3 reasons your child might not be reaching their potential at school (2019 edition)

Jul 23, 2019Careers and University, NCEA, Parent advice, Study Tips

High school can be jading.

With NCEA results fresh in our minds, social pressures, high school dramas, underpaid teachers and a standardised testing system – there’s no wonder so many kids aren’t engaged at school.


When a child doesn’t feel passionate about school, grades aren’t the only thing that’ll take the hit. Their motivation will drop, their attendance might go down, they’ll lose confidence and they’ll likely be tired and grumpy when they get home.


Nevertheless, there are some steps we can take as parents (and educators) to help remind your teen of their “why” at school, and get back on track towards becoming the student and young adult they’re meant to be.


1. Start with a bang




Often, students and parents treat the start of the year as the “relaxed” period, where they can get away with missing homework or ditching the study books for a few weeks.

However, if there’s no sense of momentum to drive your child towards their goals, they might miss key concepts and knowledge taught early in the curriculum – causing further problems down the line.


By starting the year on a high, your teen will establish the momentum and motivation to keep up the pace – and they’ll also gain the foundational knowledge to excel in more advanced topics later on.


That’s why we encourage starting tuition early in the Term. Our tutors take the time to set micro-goals and long-term with their students early on, so that they kick-start the right momentum to carry them throughout the year.

If your child has been experiencing engagement problems at school, sit down with them and map out some small goals for them to achieve over the next month or so. Once they start meeting them – however small – this will give them the boost they need for a strong drive throughout the year.



2. Have ongoing support available



A lot of the time, when students aren’t enjoying themselves in class, it’s because they don’t understand key material.

With busy classrooms and competitive classmates, this can be extremely isolating. They might come to resent the subject they’re struggling in, or worse: come to the conclusion that they’re simply “dumber” than their peers.


Oftentimes, it’s simply a case of sitting down with someone (a tutor, friend or sibling) who has the answers, and working through the problem together.


It might be a “duh” sort of Eureka moment, or it might take a little more patience and time.

Either way, having someone to talk through the student’s problems as they unfold is the perfect way to ensure no minor slips at school turn into full-blown avalanches.




3. Become more engaged 

with their education



No one knows your teen better than you. As such, you have the power to help them find their “why” at school, using your unique insight to help them uncover their motivation.

Check out this video for advice from our tutors on how to engage with your child’s learning more:



When your teen gets home from school – instead of asking “how was your day?” try and ask specifically about what they’re learning:

  • What are you learning at the moment?
  • How do you feel about it?
  • What are your thoughts on this?
  • How does your teacher teach the class?

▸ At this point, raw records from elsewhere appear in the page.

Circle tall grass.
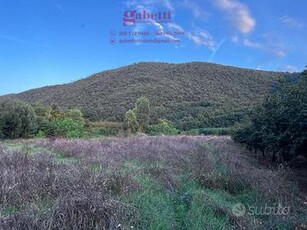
[0,136,307,230]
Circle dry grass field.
[0,136,307,230]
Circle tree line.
[232,70,307,162]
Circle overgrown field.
[0,136,307,230]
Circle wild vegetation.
[233,70,307,162]
[2,62,286,131]
[0,136,307,230]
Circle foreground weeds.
[0,136,307,230]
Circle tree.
[0,100,37,139]
[233,70,307,161]
[125,109,139,133]
[133,97,150,132]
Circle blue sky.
[0,0,307,95]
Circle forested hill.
[1,62,286,128]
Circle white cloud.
[167,22,184,31]
[278,15,303,28]
[181,0,208,20]
[280,65,298,73]
[215,0,256,34]
[243,38,265,49]
[162,0,175,11]
[243,38,286,58]
[188,29,217,51]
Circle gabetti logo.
[123,10,172,26]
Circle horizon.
[0,0,307,95]
[0,61,299,96]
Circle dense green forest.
[0,63,307,161]
[0,62,286,130]
[233,70,307,162]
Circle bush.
[0,100,37,139]
[232,71,307,161]
[54,118,83,138]
[147,119,179,135]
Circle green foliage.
[1,62,285,126]
[125,109,139,133]
[147,119,179,135]
[133,97,150,132]
[0,100,37,139]
[233,72,307,161]
[54,118,83,138]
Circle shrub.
[125,110,139,133]
[147,119,179,135]
[232,71,307,161]
[0,100,37,139]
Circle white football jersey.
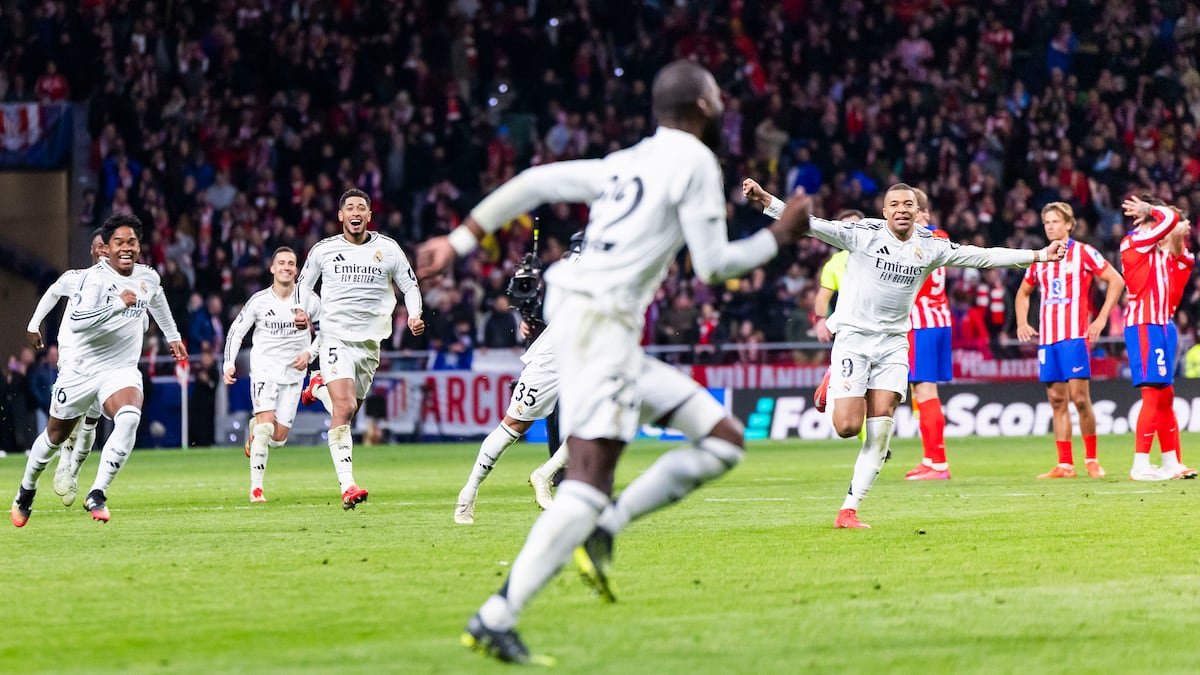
[293,232,421,342]
[224,287,320,384]
[767,209,1036,335]
[521,323,554,370]
[66,259,180,375]
[25,269,88,369]
[472,127,779,316]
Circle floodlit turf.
[0,436,1200,674]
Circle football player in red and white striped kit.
[904,190,954,480]
[1121,196,1194,480]
[1015,202,1124,478]
[1158,220,1196,478]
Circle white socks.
[20,430,62,490]
[326,425,355,492]
[463,422,521,492]
[312,384,334,414]
[841,417,895,509]
[91,406,142,494]
[250,422,275,490]
[479,480,608,631]
[597,437,745,534]
[533,441,570,479]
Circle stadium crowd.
[0,0,1200,372]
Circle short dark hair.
[650,60,712,121]
[100,214,142,245]
[337,187,371,210]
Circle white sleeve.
[67,269,125,333]
[762,197,858,251]
[25,271,78,333]
[470,160,605,232]
[223,298,258,369]
[391,246,421,318]
[932,241,1038,269]
[146,286,184,345]
[678,157,779,283]
[292,246,320,307]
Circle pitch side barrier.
[731,380,1200,442]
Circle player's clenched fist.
[408,317,425,335]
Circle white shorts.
[320,335,379,400]
[547,288,646,442]
[50,366,142,419]
[828,328,908,401]
[504,363,558,422]
[250,380,304,429]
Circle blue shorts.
[1038,338,1092,382]
[908,327,954,382]
[1126,323,1178,387]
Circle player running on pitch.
[11,215,187,527]
[744,183,1063,528]
[419,61,808,662]
[25,227,107,506]
[292,189,425,509]
[1014,202,1124,478]
[224,246,320,503]
[454,232,583,525]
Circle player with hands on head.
[224,246,320,503]
[1121,195,1195,480]
[1014,202,1124,478]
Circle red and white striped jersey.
[1121,207,1178,325]
[1025,239,1110,345]
[908,229,950,330]
[1166,249,1196,312]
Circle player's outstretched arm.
[416,160,607,279]
[221,299,258,384]
[932,236,1067,269]
[25,271,79,350]
[1013,281,1038,342]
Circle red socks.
[917,399,946,464]
[1054,441,1075,465]
[1133,387,1158,455]
[1156,387,1183,464]
[1084,434,1096,461]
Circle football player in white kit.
[11,215,187,527]
[454,232,583,525]
[419,61,808,662]
[224,246,320,503]
[746,183,1066,528]
[293,190,425,509]
[25,227,107,506]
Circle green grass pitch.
[0,436,1200,674]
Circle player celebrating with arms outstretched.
[12,215,187,527]
[420,61,808,662]
[224,246,320,502]
[1015,202,1124,478]
[293,190,425,509]
[1121,196,1195,480]
[743,183,1063,528]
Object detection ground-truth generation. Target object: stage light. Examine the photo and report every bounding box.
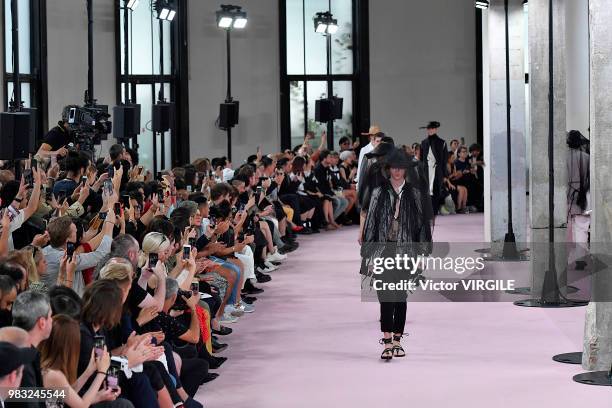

If your teen is apathetic towards school, work out why:

  • Do you think the subject itself is flawed, or just the way it’s being taught?
  • What if you looked at it this way?
  • What’s making you feel anxious about that class?
  • Do you understand everything the teacher is saying, or do you feel like you’re missing something?
  • If you could change something about the class, what would it be?


Now, offer them solutions or affirmations:

  • Can I help you work it out? I might be able to offer some knowledge.
  • Do you think you might benefit from a tutor or some one-on-one attention?
  • Would you like me to look into resources that might help you study better?
  • That sounds really stressful. Let’s have a break and we can come back to it.
  • I know you hate that class, but it will help you to reach your goals of x,yz. Keep going. You can do it.
  • You’re a great writer, this is just a small bump in the road. Don’t let it knock your confidence.
  • Progress is better than perfect. You’re doing great.


You know your teen’s passions better than I do. Try to think of ways you can connect those passions to what they’re learning today, and use that knowledge to reframe school as something of a personal opportunity. With the right advice, a good chance to rant, and a trusted person to open up to – your teen will be able to identify what’s really frustrating them at school, and the two of you can work together to overcome it.

By becoming more engaged, empathetic and attuned with your teen’s education at school, your teen will feel less alone in their struggles and feel supported in getting over them.